Una situación similar vive la Universidad del Chocó. Heiny Julie Palacios, egresada de esa institución y estudiante de doctorado de la Javeriana en Bogotá, lo describió así: “Esta universidad está viviendo una incertidumbre administrativa bastante grande. En menos de dos años ha tenido más de cinco rectores, un gran recorte de personal, pagos atrasados y muchos proyectos paralizados. Los estudiantes se han visto afectados porque no saben si volver a sus territorios”.
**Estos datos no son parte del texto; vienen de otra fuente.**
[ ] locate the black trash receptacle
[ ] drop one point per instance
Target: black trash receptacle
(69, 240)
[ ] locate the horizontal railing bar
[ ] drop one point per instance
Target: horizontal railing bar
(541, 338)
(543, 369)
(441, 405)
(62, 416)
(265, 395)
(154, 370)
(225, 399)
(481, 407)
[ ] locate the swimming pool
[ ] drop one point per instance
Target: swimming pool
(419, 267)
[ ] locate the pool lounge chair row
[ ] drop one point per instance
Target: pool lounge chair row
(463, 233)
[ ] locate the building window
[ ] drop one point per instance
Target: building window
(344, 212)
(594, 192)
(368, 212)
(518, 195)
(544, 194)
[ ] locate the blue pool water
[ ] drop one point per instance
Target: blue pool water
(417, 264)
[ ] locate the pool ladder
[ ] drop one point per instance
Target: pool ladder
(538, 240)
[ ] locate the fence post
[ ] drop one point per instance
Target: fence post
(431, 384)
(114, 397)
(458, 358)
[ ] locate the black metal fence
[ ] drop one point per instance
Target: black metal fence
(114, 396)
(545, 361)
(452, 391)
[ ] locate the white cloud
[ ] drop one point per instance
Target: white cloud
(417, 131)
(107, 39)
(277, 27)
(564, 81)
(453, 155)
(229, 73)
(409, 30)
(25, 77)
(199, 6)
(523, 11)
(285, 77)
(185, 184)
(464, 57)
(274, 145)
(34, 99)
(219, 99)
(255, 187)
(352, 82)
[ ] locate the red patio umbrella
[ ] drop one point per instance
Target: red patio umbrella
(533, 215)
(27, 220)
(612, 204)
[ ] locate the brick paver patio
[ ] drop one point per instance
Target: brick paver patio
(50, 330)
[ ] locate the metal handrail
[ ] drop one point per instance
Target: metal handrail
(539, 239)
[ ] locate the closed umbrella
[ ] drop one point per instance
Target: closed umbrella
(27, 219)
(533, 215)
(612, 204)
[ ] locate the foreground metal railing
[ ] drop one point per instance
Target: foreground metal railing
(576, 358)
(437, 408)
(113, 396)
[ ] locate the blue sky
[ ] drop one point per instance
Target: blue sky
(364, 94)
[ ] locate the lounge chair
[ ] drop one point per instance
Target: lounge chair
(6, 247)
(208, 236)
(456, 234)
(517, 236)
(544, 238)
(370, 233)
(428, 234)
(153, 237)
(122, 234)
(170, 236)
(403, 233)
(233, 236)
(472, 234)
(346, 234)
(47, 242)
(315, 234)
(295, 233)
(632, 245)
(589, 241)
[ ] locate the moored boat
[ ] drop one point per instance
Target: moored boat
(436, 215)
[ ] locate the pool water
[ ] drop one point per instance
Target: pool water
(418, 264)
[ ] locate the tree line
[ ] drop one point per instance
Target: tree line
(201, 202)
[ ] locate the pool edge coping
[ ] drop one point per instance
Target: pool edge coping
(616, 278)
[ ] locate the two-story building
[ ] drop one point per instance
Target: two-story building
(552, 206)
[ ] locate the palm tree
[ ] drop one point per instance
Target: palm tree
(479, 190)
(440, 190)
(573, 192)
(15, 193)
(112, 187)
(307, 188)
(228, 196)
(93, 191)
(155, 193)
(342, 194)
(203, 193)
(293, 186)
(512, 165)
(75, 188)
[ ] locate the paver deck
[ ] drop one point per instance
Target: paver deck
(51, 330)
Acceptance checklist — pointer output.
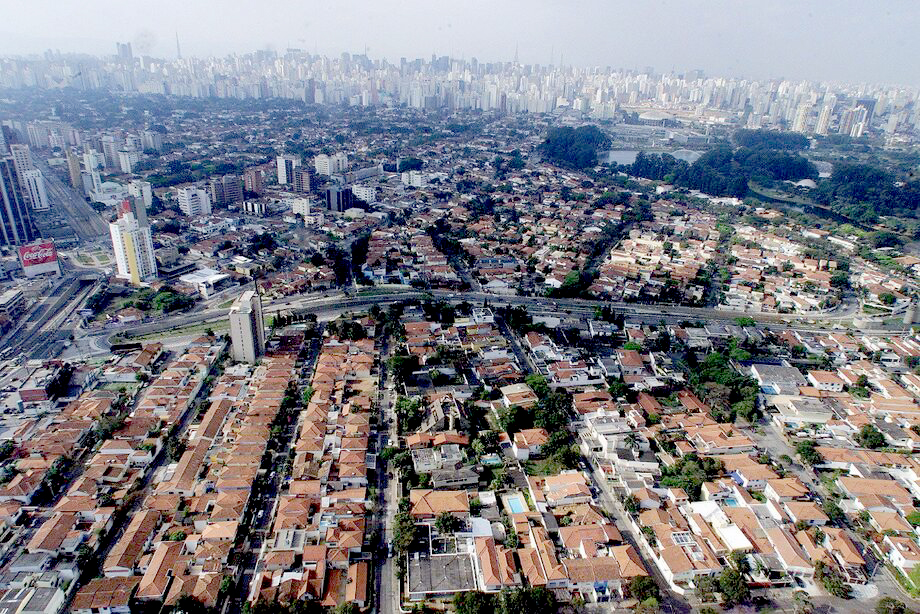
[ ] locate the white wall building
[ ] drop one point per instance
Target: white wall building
(365, 192)
(331, 165)
(286, 166)
(247, 329)
(35, 186)
(133, 247)
(142, 191)
(194, 201)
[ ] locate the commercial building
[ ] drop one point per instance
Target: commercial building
(247, 330)
(286, 166)
(330, 165)
(252, 181)
(194, 201)
(132, 243)
(15, 221)
(142, 191)
(226, 190)
(33, 183)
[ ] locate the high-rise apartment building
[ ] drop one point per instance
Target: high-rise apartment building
(824, 120)
(286, 166)
(31, 180)
(15, 221)
(252, 181)
(73, 169)
(194, 201)
(330, 165)
(303, 180)
(247, 330)
(152, 140)
(132, 242)
(141, 191)
(34, 183)
(226, 190)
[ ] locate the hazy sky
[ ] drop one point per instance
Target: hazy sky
(845, 40)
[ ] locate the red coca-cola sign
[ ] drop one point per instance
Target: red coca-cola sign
(38, 253)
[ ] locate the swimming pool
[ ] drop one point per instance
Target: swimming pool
(517, 505)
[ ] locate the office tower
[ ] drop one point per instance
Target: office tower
(247, 330)
(15, 221)
(126, 161)
(132, 242)
(286, 166)
(194, 201)
(801, 119)
(339, 199)
(124, 53)
(366, 193)
(330, 165)
(143, 192)
(22, 158)
(110, 151)
(34, 183)
(93, 160)
(303, 181)
(226, 190)
(252, 180)
(73, 169)
(31, 180)
(824, 120)
(152, 140)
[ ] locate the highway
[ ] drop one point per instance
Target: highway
(583, 307)
(80, 216)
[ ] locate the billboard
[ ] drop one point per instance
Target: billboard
(39, 258)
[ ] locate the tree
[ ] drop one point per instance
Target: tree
(890, 605)
(474, 602)
(733, 587)
(807, 451)
(740, 562)
(870, 437)
(404, 532)
(538, 384)
(833, 511)
(802, 602)
(705, 588)
(447, 523)
(832, 581)
(644, 587)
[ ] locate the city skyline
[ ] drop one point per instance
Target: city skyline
(803, 42)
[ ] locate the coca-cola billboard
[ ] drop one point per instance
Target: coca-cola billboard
(39, 258)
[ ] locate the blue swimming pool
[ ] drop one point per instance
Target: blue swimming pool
(517, 505)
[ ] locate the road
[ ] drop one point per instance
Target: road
(771, 440)
(650, 313)
(73, 208)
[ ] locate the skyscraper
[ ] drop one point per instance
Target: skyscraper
(34, 183)
(252, 180)
(132, 242)
(15, 221)
(194, 201)
(247, 329)
(73, 169)
(824, 120)
(226, 190)
(286, 166)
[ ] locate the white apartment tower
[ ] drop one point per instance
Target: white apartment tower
(35, 188)
(132, 242)
(330, 165)
(824, 120)
(247, 330)
(194, 201)
(286, 166)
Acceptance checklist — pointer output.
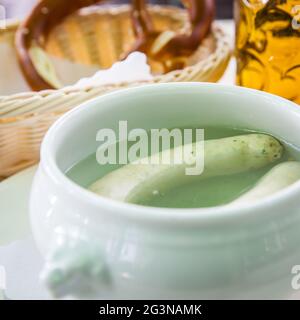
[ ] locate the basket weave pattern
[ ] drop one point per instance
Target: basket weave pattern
(25, 117)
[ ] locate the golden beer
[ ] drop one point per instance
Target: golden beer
(268, 46)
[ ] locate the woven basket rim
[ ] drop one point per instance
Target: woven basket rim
(222, 47)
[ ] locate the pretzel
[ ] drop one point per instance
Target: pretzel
(166, 48)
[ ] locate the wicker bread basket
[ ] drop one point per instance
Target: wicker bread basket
(95, 36)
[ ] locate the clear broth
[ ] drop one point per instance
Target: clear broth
(206, 193)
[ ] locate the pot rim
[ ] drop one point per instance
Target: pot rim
(156, 214)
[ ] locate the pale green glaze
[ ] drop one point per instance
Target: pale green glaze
(221, 252)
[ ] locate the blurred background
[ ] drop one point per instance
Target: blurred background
(18, 8)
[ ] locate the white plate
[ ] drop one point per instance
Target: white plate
(19, 257)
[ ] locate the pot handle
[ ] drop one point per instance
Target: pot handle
(75, 268)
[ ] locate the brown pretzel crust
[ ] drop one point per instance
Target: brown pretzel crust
(35, 29)
(201, 14)
(49, 13)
A la lista de problemas se suma uno distinto en la Universidad del Valle, que mes a mes busca cómo pagarles a sus pensionados, una situación que fue evaluada nuevamente en una mesa técnica en diciembre.
“Nosotros tenemos un fenómeno diferente al de la Universidad de Antioquia. Tenemos una espada de Damocles, porque el Gobierno nacional no reconoce la insuficiencia pensional; es decir, no reconoce el pago de 273 pensionados”, dijo la profesora Leonor Cuéllar, representante profesoral en el CSU de la Universidad del Valle.
En plata blanca, son cerca de 21.000 millones de pesos que cada año la Universidad del Valle tiene que salir a buscar para cumplir con esas obligaciones.
A esa cadena de problemas sin resolver se le suma que 2026 estará marcado por una intensa campaña electoral, de la cual varias universidades públicas no están exentas. En la Universidad del Atlántico, por ejemplo, hay una disputa entre casas políticas para definir quién se queda con el botín de contratos que, según denuncias internas, sirven como plataforma para la compra de votos.

En ese juego también entran gobiernos regionales y el propio Gobierno nacional, que intenta impulsar un crecimiento que, para algunos sectores, es desbordado.
“La apuesta del Gobierno de aumentar cupos a la brava y embutir nuevos estudiantes como sardinas en las universidades tiene un problema de fondo: las universidades arrastran 30 años de desfinanciación”, le dijo a SEMANA la representante a la Cámara, Jennifer Pedraza.
A ello se suma una infraestructura obsoleta, que en algunos casos lleva a que universidades no cuenten con agua potable, ni siquiera con papel higiénico en los baños, lo que dificulta la presencialidad de miles de estudiantes.
Las cifras del SUE reflejan la magnitud del problema. En 30 años, el sistema pasó de atender a 135.000 estudiantes en 32 centros educativos a más de 685.000 estudiantes en 34 universidades, un crecimiento que ha desbordado las capacidades técnicas, físicas y financieras.

Con un componente aún más grave: los millonarios recursos que se destinan al funcionamiento de la educación superior no siempre terminan bien invertidos. En la Universidad de Antioquia, como reveló SEMANA el año pasado, se denunciaron contratos irregulares en la Facultad de Ingeniería, señalamientos que sus directivos han negado. En la Universidad del Pacífico, ubicada en Tumaco, la Contraloría General determinó hallazgos fiscales por más de 14.000 millones de pesos en la vigencia de 2023.
Todo esto ha llevado a que desde distintos sectores se pida, de una vez por todas, un control serio sobre el gasto en las universidades públicas y estudios rigurosos que permitan establecer en manos de quién están quedando los recursos, para evitar los desfalcos que hoy tienen al sistema universitario estatal enfrentando uno de los retos más grandes de su historia reciente: sobrevivir al borde de la quiebra.